A California Senate bill gives the state the right to seize children from their families See Example( s )
Collected via e-mail, December 2016
An “alternative health” website published a story on 9 December 2016, accusing a California lawmaker of facilitating government seizure of children through a new state Senate bill. The piece claims that state Sen. Richard Pan (D) placed families in danger when he introduced state Senate Bill 18 on 5 December 2016:
This bill would declare the intent of the Legislature to expand and codify the Bill of Rights for Children and Youth of California to establish a comprehensive framework that governs the rights of all children and youth in California, outlines the research-based essential needs of California’s children, and establishes standards relating to the health, safety, well-being, early childhood and educational opportunities, and familial supports necessary for all children to succeed. The bill would declare the intent of the Legislature, by January 1, 2022, to enact legislation for the purpose of ensuring that the Bill of Rights for Children and Youth of California, in its totality, is applied evenly, equitably, and appropriately to all children and youth across the state.
While the story ran the proposal verbatim, it did not identify any specific language in the bill authorizing officials to remove children from their households. Instead it claimed — without sources — that “many across the state” are already ripping the bill. (It also heavily suggested that Pan was a “whipping boy” for the pharmaceutical industry.)
The lawmaker, a pediatrician and faculty member at the University of California-Davis, has been targeted by opponents of mandatory school vaccination programs since co-authoring a different measure, Senate Bill 277, in February 2015.
As his spokesperson, Shannan Martinez, said in a statement:
This is a personal vendetta they have against Dr. Pan.
They don’t want to understand the bill and instead choose to make up lies about the legislation and the Senator.
The irony is that they oppose an effort to empower parents and ensure children and families get the support they need to succeed.

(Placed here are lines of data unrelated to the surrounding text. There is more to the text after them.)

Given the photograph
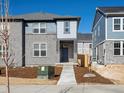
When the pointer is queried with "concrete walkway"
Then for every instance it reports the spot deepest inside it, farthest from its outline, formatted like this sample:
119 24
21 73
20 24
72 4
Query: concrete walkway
64 89
67 76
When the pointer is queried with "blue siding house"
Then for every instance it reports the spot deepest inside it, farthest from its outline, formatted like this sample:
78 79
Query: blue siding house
108 35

The vaccination bill, which was filed in response to a measles outbreak at Disneyland in 2014, eliminated “personal belief” exemptions for public and private school students across the state. It was enacted on 30 June 2015, meaning that students would be required to be vaccinated unless they were granted a medical exemption.
Pan reported getting threats via email and by phone after the bill was signed, enough so that he required additional security. A recall petition against him needing 35,926 signatures later failed after not getting a single signature.